Evidentemente, alla luce di tutto ciò, è improbabile che due vite possano intrecciarsi con naturalezza, al di là dei ruoli imposti e delle regole non scritte.
P.S. Parlo dei maschi e di me come maschio, in quanto questa è la mia condizione. Non mi considero oppresso dalle femmine in quanto femmine, anzi, mi considero oppresso CON le femmine da una società che vive nell’ottica del risultato, e nella quale la “scopata” è un risultato per il maschio.
Altra precisazione importante: non mi interessa se a Milano ci sono donne che la danno per ceci e si comportano come “maschi”. Io non do ceci e non mi interessa quell’aspetto lì, mi interessa la normalità (pensate al concetto di normalità, e non ditemi che non ce l’avete: ecco, è proprio ciò che intendo per normalità, le persone normali!) e la vita nella normalità.

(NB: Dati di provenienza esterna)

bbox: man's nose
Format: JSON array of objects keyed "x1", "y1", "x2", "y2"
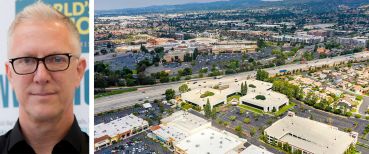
[{"x1": 33, "y1": 62, "x2": 51, "y2": 84}]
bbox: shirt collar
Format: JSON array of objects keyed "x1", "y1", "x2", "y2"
[
  {"x1": 61, "y1": 116, "x2": 83, "y2": 152},
  {"x1": 7, "y1": 116, "x2": 83, "y2": 152},
  {"x1": 8, "y1": 119, "x2": 26, "y2": 152}
]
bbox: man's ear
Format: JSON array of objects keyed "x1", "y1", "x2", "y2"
[
  {"x1": 75, "y1": 57, "x2": 87, "y2": 88},
  {"x1": 5, "y1": 62, "x2": 14, "y2": 85}
]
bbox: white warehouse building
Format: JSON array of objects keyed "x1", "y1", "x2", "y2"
[
  {"x1": 181, "y1": 79, "x2": 289, "y2": 112},
  {"x1": 264, "y1": 112, "x2": 358, "y2": 154}
]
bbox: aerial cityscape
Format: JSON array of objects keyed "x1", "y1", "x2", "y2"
[{"x1": 94, "y1": 0, "x2": 369, "y2": 153}]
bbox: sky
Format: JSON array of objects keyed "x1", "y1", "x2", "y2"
[{"x1": 95, "y1": 0, "x2": 229, "y2": 10}]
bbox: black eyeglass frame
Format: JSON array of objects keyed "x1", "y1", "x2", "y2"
[{"x1": 8, "y1": 53, "x2": 76, "y2": 75}]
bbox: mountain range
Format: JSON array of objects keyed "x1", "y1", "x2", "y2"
[{"x1": 95, "y1": 0, "x2": 369, "y2": 16}]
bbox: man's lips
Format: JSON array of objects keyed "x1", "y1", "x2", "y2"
[{"x1": 30, "y1": 92, "x2": 57, "y2": 96}]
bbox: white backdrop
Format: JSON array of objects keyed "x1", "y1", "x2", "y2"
[{"x1": 0, "y1": 0, "x2": 90, "y2": 134}]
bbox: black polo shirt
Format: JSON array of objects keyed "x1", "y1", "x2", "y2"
[{"x1": 0, "y1": 117, "x2": 89, "y2": 154}]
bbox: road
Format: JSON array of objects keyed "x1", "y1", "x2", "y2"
[
  {"x1": 360, "y1": 96, "x2": 369, "y2": 115},
  {"x1": 95, "y1": 51, "x2": 369, "y2": 114}
]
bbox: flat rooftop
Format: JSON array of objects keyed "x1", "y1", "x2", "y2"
[
  {"x1": 240, "y1": 90, "x2": 288, "y2": 109},
  {"x1": 265, "y1": 113, "x2": 357, "y2": 154},
  {"x1": 181, "y1": 79, "x2": 273, "y2": 107},
  {"x1": 181, "y1": 88, "x2": 228, "y2": 107},
  {"x1": 160, "y1": 110, "x2": 211, "y2": 134},
  {"x1": 240, "y1": 144, "x2": 273, "y2": 154},
  {"x1": 152, "y1": 125, "x2": 188, "y2": 143},
  {"x1": 175, "y1": 127, "x2": 245, "y2": 154},
  {"x1": 94, "y1": 114, "x2": 148, "y2": 139}
]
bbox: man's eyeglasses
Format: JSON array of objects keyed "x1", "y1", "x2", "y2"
[{"x1": 9, "y1": 53, "x2": 78, "y2": 75}]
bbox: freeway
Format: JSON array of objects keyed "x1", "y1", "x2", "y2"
[{"x1": 95, "y1": 51, "x2": 369, "y2": 114}]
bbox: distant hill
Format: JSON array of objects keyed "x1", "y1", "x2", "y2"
[{"x1": 95, "y1": 0, "x2": 369, "y2": 16}]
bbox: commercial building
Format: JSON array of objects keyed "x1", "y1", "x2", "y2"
[
  {"x1": 239, "y1": 80, "x2": 288, "y2": 112},
  {"x1": 240, "y1": 91, "x2": 288, "y2": 112},
  {"x1": 181, "y1": 79, "x2": 289, "y2": 112},
  {"x1": 181, "y1": 82, "x2": 241, "y2": 109},
  {"x1": 264, "y1": 112, "x2": 358, "y2": 154},
  {"x1": 240, "y1": 144, "x2": 274, "y2": 154},
  {"x1": 94, "y1": 114, "x2": 149, "y2": 151},
  {"x1": 174, "y1": 127, "x2": 246, "y2": 154},
  {"x1": 152, "y1": 111, "x2": 211, "y2": 147},
  {"x1": 151, "y1": 111, "x2": 249, "y2": 154},
  {"x1": 336, "y1": 37, "x2": 368, "y2": 48},
  {"x1": 271, "y1": 35, "x2": 324, "y2": 44}
]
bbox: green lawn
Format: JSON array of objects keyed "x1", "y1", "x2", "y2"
[
  {"x1": 200, "y1": 91, "x2": 215, "y2": 98},
  {"x1": 227, "y1": 95, "x2": 241, "y2": 102},
  {"x1": 238, "y1": 104, "x2": 264, "y2": 114},
  {"x1": 274, "y1": 103, "x2": 296, "y2": 116},
  {"x1": 181, "y1": 102, "x2": 193, "y2": 110},
  {"x1": 95, "y1": 88, "x2": 137, "y2": 98}
]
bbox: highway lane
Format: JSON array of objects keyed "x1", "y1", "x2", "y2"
[{"x1": 95, "y1": 51, "x2": 369, "y2": 114}]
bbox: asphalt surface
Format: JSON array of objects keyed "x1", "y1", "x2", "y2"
[
  {"x1": 359, "y1": 96, "x2": 369, "y2": 115},
  {"x1": 95, "y1": 132, "x2": 172, "y2": 154}
]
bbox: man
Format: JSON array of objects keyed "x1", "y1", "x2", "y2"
[{"x1": 0, "y1": 2, "x2": 88, "y2": 154}]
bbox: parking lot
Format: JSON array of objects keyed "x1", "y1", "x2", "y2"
[
  {"x1": 95, "y1": 100, "x2": 173, "y2": 126},
  {"x1": 292, "y1": 100, "x2": 369, "y2": 153},
  {"x1": 215, "y1": 105, "x2": 277, "y2": 138},
  {"x1": 145, "y1": 50, "x2": 274, "y2": 76},
  {"x1": 97, "y1": 52, "x2": 154, "y2": 71},
  {"x1": 95, "y1": 132, "x2": 172, "y2": 154}
]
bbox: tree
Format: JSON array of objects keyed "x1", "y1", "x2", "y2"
[
  {"x1": 165, "y1": 89, "x2": 176, "y2": 100},
  {"x1": 154, "y1": 47, "x2": 164, "y2": 54},
  {"x1": 257, "y1": 39, "x2": 266, "y2": 49},
  {"x1": 229, "y1": 116, "x2": 236, "y2": 121},
  {"x1": 239, "y1": 109, "x2": 245, "y2": 115},
  {"x1": 303, "y1": 52, "x2": 314, "y2": 61},
  {"x1": 179, "y1": 84, "x2": 189, "y2": 93},
  {"x1": 255, "y1": 95, "x2": 266, "y2": 100},
  {"x1": 240, "y1": 81, "x2": 248, "y2": 96},
  {"x1": 140, "y1": 44, "x2": 148, "y2": 53},
  {"x1": 345, "y1": 144, "x2": 358, "y2": 154},
  {"x1": 193, "y1": 48, "x2": 199, "y2": 61},
  {"x1": 250, "y1": 127, "x2": 257, "y2": 136},
  {"x1": 204, "y1": 99, "x2": 212, "y2": 118},
  {"x1": 95, "y1": 73, "x2": 108, "y2": 88},
  {"x1": 272, "y1": 107, "x2": 277, "y2": 112},
  {"x1": 272, "y1": 79, "x2": 303, "y2": 99},
  {"x1": 283, "y1": 143, "x2": 292, "y2": 152},
  {"x1": 256, "y1": 69, "x2": 269, "y2": 81},
  {"x1": 235, "y1": 125, "x2": 242, "y2": 136},
  {"x1": 184, "y1": 53, "x2": 192, "y2": 62},
  {"x1": 138, "y1": 73, "x2": 155, "y2": 85},
  {"x1": 211, "y1": 107, "x2": 217, "y2": 119},
  {"x1": 183, "y1": 68, "x2": 192, "y2": 76},
  {"x1": 243, "y1": 118, "x2": 251, "y2": 124},
  {"x1": 244, "y1": 81, "x2": 248, "y2": 95},
  {"x1": 95, "y1": 62, "x2": 110, "y2": 74},
  {"x1": 241, "y1": 83, "x2": 244, "y2": 95}
]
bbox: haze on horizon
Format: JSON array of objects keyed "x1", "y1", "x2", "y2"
[{"x1": 95, "y1": 0, "x2": 230, "y2": 10}]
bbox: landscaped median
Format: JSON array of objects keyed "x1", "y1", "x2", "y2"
[
  {"x1": 95, "y1": 87, "x2": 138, "y2": 98},
  {"x1": 274, "y1": 103, "x2": 296, "y2": 116},
  {"x1": 238, "y1": 104, "x2": 264, "y2": 114},
  {"x1": 238, "y1": 102, "x2": 296, "y2": 116}
]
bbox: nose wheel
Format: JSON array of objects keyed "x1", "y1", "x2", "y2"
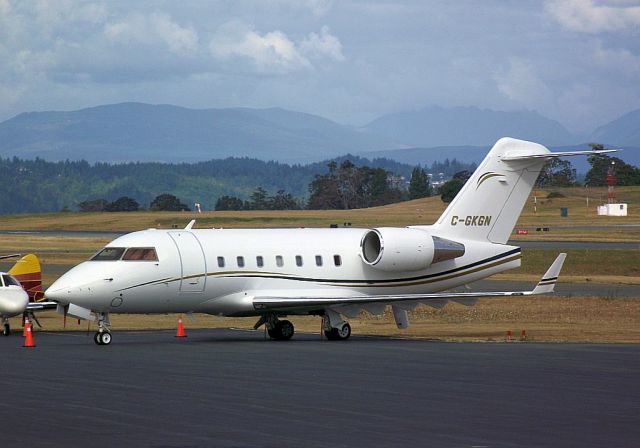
[
  {"x1": 93, "y1": 312, "x2": 112, "y2": 345},
  {"x1": 94, "y1": 331, "x2": 112, "y2": 345},
  {"x1": 2, "y1": 320, "x2": 10, "y2": 336}
]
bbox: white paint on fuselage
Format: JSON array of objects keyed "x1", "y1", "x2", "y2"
[
  {"x1": 46, "y1": 226, "x2": 520, "y2": 316},
  {"x1": 0, "y1": 285, "x2": 29, "y2": 318}
]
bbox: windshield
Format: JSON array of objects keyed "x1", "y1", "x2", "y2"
[
  {"x1": 90, "y1": 247, "x2": 126, "y2": 261},
  {"x1": 123, "y1": 248, "x2": 158, "y2": 261},
  {"x1": 1, "y1": 274, "x2": 21, "y2": 287}
]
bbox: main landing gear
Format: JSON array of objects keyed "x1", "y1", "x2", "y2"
[
  {"x1": 323, "y1": 309, "x2": 352, "y2": 341},
  {"x1": 94, "y1": 312, "x2": 112, "y2": 345},
  {"x1": 253, "y1": 310, "x2": 353, "y2": 341},
  {"x1": 254, "y1": 314, "x2": 295, "y2": 340}
]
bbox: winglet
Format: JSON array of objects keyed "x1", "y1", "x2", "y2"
[
  {"x1": 185, "y1": 219, "x2": 196, "y2": 230},
  {"x1": 532, "y1": 253, "x2": 567, "y2": 294}
]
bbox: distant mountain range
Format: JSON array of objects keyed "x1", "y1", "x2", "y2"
[
  {"x1": 589, "y1": 109, "x2": 640, "y2": 147},
  {"x1": 0, "y1": 102, "x2": 638, "y2": 167},
  {"x1": 0, "y1": 103, "x2": 398, "y2": 163},
  {"x1": 362, "y1": 106, "x2": 576, "y2": 147}
]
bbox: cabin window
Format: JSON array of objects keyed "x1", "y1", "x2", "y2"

P.P.S. Questo post è scritto di getto, senza un’idea precisa, probabilmente con salti logici e stronzate ai limiti dell’assurdo. Vorrebbe essere l’inizio di una discussione e non la sanzione definitiva su un argomento. In ogni caso, un blog che discute in maniera molto interessante di ruoli e di genere è Finché morte non vi separi. La lettura di questo e di altri articoli su Femminismo a sud ha ispirato queste mie sciocche parole e ne ringrazio autrici e autori, assicurando loro che ciò che sono riuscito a scrivere non è minimamente comparabile alla preziosità degli spunti che ho trovato nei loro articoli.